Even if it's "implicit" I'm not sure if that matters that much. The point is that the model doesn't explicitly search anything, it just applies the learned transformation. If the weights of the learned transformation encode a sort of precomputed search and interpolation over the dataset, from an algorithmic perspective this still isn't search (it doesn't enumerate board states or state-action transitions).
>performing some function of the similarity of the input to those previously seen.
This is indeed what transformers do. But obviously it learns some sort of interpolation/extrapolation which lets it do well on board states/games outside the training set.
I agree, from a practical perspective what matters is that is distilling stockfish’s search to a certain extent, which could have computational efficiencies. “Without search” just means we’re not doing anything like minimax or MCTS.
If the Transformer was 'just' memorizing, you would expect width scaling to work much better than depth scaling (because width enables memorization much more efficiently), and you also wouldn't expect depth to run into problems, because it's not like memorization is that complex - but it does suggest that it's learning some more complicated algorithm which has issues with vanishing gradients & learning multiple serial steps, and the obvious complicated algorithm to be learning in this context would be an implicit search akin to the MuZero RNN (which, incidentally, doesn't need any symbolic solver like Stockfish to learn superhuman chess from scratch by self-play).
>We don’t know if it’s using implicit search either.
Sure
>it’s also possible it has just memorized the evaluations from 10M games and is performing some function of the similarity of the input to those previously seen.
That's not possible. The possible set of moves in chess is incredibly large and it is incredibly easy to play a game that has diverged from training. a model that has just memorized all evaluations would break within ten or so moves tops much less withstand robust evaluations.
If it could reliably win a mate in N position without inexplicably blundering, I would be more inclined to buy your search hypothesis. But it doesn’t, which is one of the reasons the authors gave for finishing with stockfish. So whatever it’s doing is clearly lossy which an actual search would not be.
Neural nets memorize all sorts of things. They memorize ad clicks in high dimensional state spaces. Transformers trained on the whole internet can often reproduce entire texts. It’s lossy, but it’s still memorizing.
That seems like the simplest explanation for what’s happening here. There’s some sort of lossy memorization, not a search. The fact that the thing it has memorized is the result of a search doesn’t matter.
>If it could reliably win a mate in N position without inexplicably blundering, I would be more inclined to buy your search hypothesis.
I don't have a "search hypothesis". I don't know what strategy the model employs to play. I was simply pointing out that limited search learned by the transformer is not out of the question. Stockfish finishing is not necessary to play chess well above the level a memorization hypothesis makes any sense. This is not the first LLM chess machine.
>Neural nets memorize all sorts of things. They memorize ad clicks in high dimensional state spaces. Transformers trained on the whole internet can often reproduce entire texts. It’s lossy, but it’s still memorizing.

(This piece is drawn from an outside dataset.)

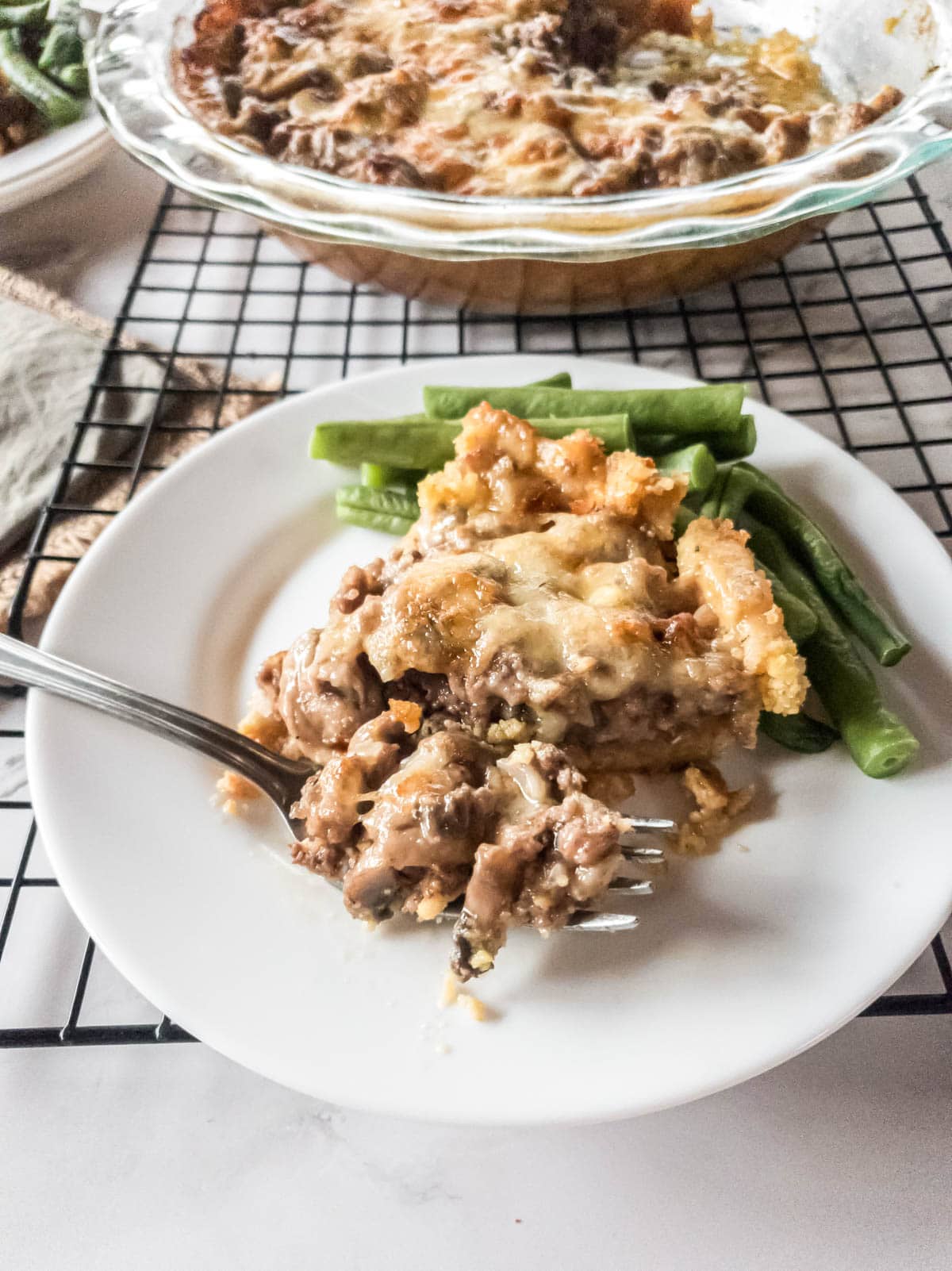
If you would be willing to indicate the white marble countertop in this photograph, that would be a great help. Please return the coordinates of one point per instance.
(173, 1157)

Intelligent things memorize. Humans memorize a lot. I never said the model hasn't memorized a fair few things. Many human chess grandmaster memorize openings. What i'm saying is that it's not playing games via memorization any more than a human is doing the same.
>That seems like the simplest explanation for what’s happening here. There’s some sort of lossy memorization, not a search.

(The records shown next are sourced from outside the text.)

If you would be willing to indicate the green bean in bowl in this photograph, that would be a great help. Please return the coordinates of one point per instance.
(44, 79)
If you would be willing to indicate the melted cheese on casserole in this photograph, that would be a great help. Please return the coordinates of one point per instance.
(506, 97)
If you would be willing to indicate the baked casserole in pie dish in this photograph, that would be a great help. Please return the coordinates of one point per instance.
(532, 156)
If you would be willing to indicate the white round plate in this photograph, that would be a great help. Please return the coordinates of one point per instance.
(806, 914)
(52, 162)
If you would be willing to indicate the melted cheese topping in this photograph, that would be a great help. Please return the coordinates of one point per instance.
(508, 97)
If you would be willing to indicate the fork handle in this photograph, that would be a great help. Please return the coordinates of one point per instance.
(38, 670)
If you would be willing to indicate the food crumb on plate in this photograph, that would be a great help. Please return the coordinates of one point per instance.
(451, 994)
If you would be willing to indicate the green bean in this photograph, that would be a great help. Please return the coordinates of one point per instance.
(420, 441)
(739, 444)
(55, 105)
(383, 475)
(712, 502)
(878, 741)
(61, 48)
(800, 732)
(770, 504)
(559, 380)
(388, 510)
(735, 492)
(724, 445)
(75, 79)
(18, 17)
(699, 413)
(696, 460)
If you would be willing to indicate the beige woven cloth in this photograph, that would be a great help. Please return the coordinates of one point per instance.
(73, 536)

The options aren't only lossy memorization or lossless search.
Given that they used position evaluation from (a search chess engine[1]) Stockfish, how is this "without search"?
Edit: looking further than the abstract, this is rather an exploration of scale necessary for a strong engine. Could go without "without search" in the title I guess.

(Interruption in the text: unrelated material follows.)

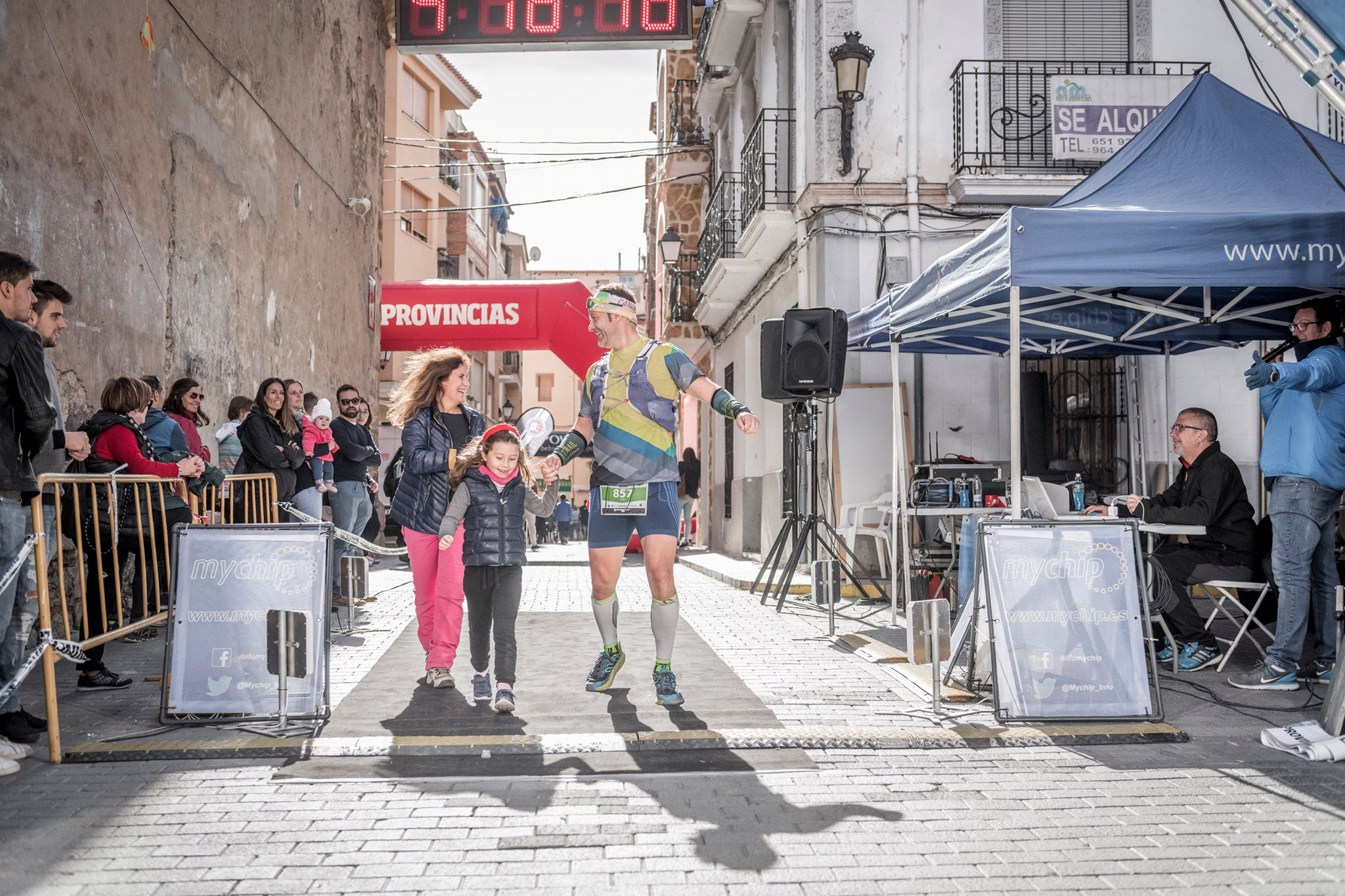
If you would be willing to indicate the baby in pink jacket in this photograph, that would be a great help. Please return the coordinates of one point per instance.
(319, 445)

[1]: IIRC, it also uses a Leela-inspired NN for evaluation.
Leela without search supposedly plays around expert level, but I thought the no-search Leela approach ran out of gas around there. Without search there means evaluating 1 board position per move. The engine in the paper (per the abstract) use a big LLM instead of a Leela style DCNN.
So it's a space time trade-off then? Store enough searched and weighted positions into the model and infer them. In this way, inference is replacing Stockfish search, just less accurately, but much faster and with memory required for the model.
Does Stockfish really use a Leela-inspired NN? I thought the NNUE was independently developed and completely different (it's a very tiny network that runs on the CPU).
Yeah, NNUE is a separate invention that unfortunately, Deepmind often get undeserved credit for inspiring. It didn't even originate in chess engines but a shogi version of Stockfish. Architecture is completely different from the nets in Leela or Alpha Zero.
Wait, so progress on Stockfish would happen regardless of Alpha Chess? I always thought they were inspired by it in the newer versions, and got much improved rating from incorporating it.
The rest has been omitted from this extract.